- German film poster
- German: Prinzessin Trulala
- Directed by: Erich Schönfelder Richard Eichberg
- Written by: Hans Sturm
- Produced by: Richard Eichberg
- Starring: Lilian Harvey; Dina Gralla; Harry Halm;
- Cinematography: Willy Hameister
- Music by: Hans May
- Production company: Richard Eichberg-Film
- Distributed by: Süd-Film
- Release date: 15 April 1926;
- Running time: 83 minutes
- Country: Germany
- Languages: Silent German intertitles

= Princess Trulala =

1926 German film

Princess Trulala (Prinzessin Trulala) is a 1926 German silent comedy film directed by Erich Schönfelder and Richard Eichberg and starring Lilian Harvey, Dina Gralla and Harry Halm. It was shot at the Johannisthal Studios in Berlin. The film's sets were designed by art director Kurt Richter. As was common in her silent films, Harvey's heroine has to choose between several different suitors.

==Plot==
The young and wild Princess Trulala should finally get married! Her chosen one is the young and beautiful Prince Arnulf, whose father of the same name, the old Prince of Leinefeld, rules over a small empire. In order to get to know her groom better, Princess Trulala travels with her sister, Princess Hopsassa, both disguised as waitresses, to the residence of the young prince. The Prince too wants to get to know his bride better, and dresses up as a forester. Of course, as usual for a comedy of confusion of that time, this leads to all sorts of more or less funny misunderstandings.

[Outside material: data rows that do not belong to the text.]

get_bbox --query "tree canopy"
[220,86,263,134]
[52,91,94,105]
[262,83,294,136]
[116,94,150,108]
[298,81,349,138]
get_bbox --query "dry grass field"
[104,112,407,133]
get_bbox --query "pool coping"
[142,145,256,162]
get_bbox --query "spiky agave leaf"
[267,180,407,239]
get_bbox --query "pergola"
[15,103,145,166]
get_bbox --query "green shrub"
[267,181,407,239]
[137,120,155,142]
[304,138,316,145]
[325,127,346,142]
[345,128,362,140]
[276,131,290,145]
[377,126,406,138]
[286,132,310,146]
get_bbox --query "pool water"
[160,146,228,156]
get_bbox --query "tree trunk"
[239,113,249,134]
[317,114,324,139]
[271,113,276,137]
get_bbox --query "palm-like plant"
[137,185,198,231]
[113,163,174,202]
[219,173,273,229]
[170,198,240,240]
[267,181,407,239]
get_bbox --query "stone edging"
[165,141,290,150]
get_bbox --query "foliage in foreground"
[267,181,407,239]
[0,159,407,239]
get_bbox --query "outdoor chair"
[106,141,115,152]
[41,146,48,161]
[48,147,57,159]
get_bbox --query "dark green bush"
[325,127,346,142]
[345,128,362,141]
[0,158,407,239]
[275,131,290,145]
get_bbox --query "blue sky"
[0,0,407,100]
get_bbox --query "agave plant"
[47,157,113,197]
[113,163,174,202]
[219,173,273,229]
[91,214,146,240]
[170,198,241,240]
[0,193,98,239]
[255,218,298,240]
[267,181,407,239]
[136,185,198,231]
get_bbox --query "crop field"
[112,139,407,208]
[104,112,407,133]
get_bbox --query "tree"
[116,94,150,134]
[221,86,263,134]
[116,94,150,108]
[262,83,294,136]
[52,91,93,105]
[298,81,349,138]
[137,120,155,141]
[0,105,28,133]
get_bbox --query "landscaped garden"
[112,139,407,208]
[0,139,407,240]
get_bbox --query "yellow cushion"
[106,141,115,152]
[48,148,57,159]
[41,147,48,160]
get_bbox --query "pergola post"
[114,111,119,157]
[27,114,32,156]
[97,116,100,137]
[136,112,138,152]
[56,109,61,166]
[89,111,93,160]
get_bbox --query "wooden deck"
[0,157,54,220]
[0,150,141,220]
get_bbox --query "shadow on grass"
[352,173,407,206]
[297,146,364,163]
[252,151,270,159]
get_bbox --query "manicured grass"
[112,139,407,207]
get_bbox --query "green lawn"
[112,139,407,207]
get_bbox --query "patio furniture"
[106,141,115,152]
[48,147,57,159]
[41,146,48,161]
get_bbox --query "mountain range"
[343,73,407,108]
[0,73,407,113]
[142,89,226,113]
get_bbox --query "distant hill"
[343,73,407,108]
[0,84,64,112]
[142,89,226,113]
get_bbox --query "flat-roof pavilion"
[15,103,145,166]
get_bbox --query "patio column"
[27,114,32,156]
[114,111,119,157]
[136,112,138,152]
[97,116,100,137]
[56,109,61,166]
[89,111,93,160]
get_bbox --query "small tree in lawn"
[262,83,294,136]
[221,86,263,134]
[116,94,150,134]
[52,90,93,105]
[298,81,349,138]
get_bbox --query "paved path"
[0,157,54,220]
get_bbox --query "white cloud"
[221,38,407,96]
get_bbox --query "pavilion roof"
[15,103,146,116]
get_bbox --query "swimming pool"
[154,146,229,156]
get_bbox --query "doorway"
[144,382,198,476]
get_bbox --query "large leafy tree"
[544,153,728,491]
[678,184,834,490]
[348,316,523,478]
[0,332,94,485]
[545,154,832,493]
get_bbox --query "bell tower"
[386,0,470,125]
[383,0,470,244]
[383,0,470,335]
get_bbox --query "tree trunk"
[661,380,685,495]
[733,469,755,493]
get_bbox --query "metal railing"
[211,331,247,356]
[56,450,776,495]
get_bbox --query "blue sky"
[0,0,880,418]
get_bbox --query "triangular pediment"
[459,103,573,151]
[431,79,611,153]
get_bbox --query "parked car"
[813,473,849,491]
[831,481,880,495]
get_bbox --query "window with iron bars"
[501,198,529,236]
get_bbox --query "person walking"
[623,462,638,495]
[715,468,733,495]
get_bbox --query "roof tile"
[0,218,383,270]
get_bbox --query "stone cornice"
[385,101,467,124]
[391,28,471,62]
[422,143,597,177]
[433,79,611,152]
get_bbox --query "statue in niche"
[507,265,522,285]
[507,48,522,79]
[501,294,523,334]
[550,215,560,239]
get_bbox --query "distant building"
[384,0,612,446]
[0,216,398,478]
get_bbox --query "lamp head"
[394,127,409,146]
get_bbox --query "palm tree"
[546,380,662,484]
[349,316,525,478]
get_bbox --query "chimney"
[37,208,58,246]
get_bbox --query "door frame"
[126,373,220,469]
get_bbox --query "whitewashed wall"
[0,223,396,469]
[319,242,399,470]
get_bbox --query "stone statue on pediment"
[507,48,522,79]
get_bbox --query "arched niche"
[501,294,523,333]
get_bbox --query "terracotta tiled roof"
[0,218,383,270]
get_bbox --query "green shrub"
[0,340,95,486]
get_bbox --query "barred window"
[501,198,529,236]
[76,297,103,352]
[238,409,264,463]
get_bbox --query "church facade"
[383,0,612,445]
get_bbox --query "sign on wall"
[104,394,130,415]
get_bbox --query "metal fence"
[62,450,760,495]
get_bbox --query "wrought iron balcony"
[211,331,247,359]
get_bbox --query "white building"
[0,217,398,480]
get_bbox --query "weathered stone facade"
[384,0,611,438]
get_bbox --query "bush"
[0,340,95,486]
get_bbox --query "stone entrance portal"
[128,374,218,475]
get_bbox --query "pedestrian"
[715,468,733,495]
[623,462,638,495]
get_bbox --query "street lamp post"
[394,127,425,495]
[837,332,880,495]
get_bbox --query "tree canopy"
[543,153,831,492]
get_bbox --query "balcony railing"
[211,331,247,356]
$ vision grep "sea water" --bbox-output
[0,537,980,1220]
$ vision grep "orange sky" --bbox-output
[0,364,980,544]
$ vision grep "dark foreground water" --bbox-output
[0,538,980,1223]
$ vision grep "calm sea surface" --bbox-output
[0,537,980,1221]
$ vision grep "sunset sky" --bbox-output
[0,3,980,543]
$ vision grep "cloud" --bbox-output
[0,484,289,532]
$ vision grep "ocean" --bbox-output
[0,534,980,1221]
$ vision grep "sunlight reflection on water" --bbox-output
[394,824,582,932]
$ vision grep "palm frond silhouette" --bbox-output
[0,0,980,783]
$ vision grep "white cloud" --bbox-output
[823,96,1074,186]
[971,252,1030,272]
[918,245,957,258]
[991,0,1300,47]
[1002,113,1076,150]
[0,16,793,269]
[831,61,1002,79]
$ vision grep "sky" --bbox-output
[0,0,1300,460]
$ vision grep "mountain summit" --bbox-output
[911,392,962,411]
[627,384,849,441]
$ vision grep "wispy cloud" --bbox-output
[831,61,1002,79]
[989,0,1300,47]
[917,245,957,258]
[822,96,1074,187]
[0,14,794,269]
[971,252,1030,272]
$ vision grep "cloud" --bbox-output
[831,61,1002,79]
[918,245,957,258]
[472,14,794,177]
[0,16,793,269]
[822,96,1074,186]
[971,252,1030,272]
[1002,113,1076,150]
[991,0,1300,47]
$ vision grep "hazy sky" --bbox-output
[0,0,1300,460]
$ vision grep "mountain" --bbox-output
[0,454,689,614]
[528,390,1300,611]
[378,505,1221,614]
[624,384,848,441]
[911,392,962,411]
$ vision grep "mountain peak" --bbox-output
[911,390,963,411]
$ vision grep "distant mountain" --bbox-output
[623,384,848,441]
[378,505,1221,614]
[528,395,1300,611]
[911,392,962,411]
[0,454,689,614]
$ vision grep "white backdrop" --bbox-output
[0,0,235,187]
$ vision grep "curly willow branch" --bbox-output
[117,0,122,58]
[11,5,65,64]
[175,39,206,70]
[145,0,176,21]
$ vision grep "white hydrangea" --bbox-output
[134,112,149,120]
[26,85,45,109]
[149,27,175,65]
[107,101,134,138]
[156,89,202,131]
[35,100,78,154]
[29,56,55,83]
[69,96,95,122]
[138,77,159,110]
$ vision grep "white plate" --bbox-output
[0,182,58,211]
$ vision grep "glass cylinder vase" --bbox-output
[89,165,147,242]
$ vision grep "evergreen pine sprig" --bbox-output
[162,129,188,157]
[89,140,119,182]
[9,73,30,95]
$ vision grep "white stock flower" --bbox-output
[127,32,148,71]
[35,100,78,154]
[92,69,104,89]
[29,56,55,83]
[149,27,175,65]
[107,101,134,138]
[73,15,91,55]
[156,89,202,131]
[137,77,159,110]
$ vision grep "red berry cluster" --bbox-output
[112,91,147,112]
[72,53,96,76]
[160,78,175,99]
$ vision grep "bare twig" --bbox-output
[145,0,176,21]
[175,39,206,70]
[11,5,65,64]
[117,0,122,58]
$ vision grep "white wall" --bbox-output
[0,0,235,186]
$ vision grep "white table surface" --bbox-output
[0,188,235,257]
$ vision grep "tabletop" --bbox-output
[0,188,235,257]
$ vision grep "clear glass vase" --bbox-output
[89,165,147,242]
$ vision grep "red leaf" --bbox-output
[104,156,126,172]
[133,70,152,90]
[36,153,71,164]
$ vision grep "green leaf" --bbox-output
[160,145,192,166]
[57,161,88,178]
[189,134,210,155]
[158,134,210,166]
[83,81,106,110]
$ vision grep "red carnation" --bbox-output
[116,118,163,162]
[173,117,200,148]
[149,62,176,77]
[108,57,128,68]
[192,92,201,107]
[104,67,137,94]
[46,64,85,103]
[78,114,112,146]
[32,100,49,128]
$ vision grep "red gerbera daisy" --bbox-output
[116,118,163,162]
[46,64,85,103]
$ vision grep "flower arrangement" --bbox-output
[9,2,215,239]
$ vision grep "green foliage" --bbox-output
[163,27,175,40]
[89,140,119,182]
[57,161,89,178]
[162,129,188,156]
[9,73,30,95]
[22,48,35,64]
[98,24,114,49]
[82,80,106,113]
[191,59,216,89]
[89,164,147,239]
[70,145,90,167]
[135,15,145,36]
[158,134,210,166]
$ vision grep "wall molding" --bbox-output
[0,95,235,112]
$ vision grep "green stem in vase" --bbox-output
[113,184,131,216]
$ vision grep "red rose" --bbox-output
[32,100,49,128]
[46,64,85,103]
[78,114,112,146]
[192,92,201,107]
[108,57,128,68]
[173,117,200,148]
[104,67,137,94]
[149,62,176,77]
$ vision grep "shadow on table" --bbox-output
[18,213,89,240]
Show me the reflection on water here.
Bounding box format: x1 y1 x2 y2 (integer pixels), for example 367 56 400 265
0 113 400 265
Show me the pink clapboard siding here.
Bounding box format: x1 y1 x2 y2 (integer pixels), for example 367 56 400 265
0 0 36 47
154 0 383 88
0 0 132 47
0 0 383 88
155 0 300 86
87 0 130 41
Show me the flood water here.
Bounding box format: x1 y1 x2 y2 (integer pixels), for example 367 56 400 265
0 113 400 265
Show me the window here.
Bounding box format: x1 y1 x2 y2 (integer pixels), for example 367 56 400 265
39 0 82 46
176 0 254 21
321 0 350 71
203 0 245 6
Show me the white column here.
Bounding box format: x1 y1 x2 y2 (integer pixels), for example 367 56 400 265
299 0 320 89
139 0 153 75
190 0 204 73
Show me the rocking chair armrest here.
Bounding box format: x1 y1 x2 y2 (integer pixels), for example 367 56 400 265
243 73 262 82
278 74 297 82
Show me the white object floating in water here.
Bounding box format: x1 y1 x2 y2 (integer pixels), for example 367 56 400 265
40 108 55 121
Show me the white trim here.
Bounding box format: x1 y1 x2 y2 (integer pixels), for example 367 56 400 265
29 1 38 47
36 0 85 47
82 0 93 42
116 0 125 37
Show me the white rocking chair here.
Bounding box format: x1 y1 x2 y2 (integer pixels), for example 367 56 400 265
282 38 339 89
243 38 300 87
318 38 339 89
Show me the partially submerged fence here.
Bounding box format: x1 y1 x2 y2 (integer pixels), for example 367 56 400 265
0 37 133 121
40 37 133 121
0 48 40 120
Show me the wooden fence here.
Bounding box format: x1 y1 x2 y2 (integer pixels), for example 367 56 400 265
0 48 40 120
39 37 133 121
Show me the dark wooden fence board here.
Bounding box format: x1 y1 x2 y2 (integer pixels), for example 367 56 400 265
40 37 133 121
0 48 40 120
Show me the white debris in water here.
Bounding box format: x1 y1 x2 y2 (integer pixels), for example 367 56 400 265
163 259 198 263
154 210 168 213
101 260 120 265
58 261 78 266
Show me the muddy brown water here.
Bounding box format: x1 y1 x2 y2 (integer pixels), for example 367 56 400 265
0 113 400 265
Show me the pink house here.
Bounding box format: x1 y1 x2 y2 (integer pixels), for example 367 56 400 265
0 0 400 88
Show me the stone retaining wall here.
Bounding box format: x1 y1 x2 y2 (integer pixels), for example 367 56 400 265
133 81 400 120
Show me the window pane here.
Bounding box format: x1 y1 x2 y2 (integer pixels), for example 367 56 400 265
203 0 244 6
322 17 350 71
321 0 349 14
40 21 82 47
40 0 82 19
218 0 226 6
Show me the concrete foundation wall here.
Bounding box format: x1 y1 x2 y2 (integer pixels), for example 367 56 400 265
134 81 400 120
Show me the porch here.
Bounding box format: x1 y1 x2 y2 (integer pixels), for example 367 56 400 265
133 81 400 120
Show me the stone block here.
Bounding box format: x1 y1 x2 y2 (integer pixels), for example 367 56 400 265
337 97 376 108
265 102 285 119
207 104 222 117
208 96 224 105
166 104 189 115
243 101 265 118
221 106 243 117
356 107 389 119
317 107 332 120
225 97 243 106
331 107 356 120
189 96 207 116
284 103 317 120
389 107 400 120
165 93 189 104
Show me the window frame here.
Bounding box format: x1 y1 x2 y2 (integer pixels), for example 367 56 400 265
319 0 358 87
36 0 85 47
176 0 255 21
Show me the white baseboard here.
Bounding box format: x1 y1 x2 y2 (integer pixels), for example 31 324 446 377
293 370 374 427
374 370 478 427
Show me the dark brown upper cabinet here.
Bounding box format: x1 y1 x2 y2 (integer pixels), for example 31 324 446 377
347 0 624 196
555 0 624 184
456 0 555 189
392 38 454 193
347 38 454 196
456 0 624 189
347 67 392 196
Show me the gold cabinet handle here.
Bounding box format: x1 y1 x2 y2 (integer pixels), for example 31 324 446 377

Since the two waitresses are quite handsome, the village boys in Prince Arnulf's empire are now also beginning to develop interest in Trulala and Hopsassa, which in turn arouses plenty of displeasure among the village beauties of the country. When Trulala and Arnulf got to know each other better, they quickly take a liking to each other and want to escape the whole Tohuwabohu by tearing away to Munich. The old prince promptly leaves, believing that he has to free Arnulf junior from this improper "woman", this waitress. But eventually everything dissolves in pleasure, and Prince Arnulf gives his blessing to his son's marriage to that false "waitress", Princess Trulala. And quite en passé, the old man also finds pleasure in Trulala's sister Hopsassa, whom he finally leads home.

==Reception==
Writing for the Immortal Film Heinrich Fraenkel stated: "For Richard Eichberg, it was agreed that the cinema audience would love nothing more than adventurous princesses who sit on cavalier knees, drink champagne and cause teasing stirs. How much he was right when his theory was proven by the success of the film Princess Trulala".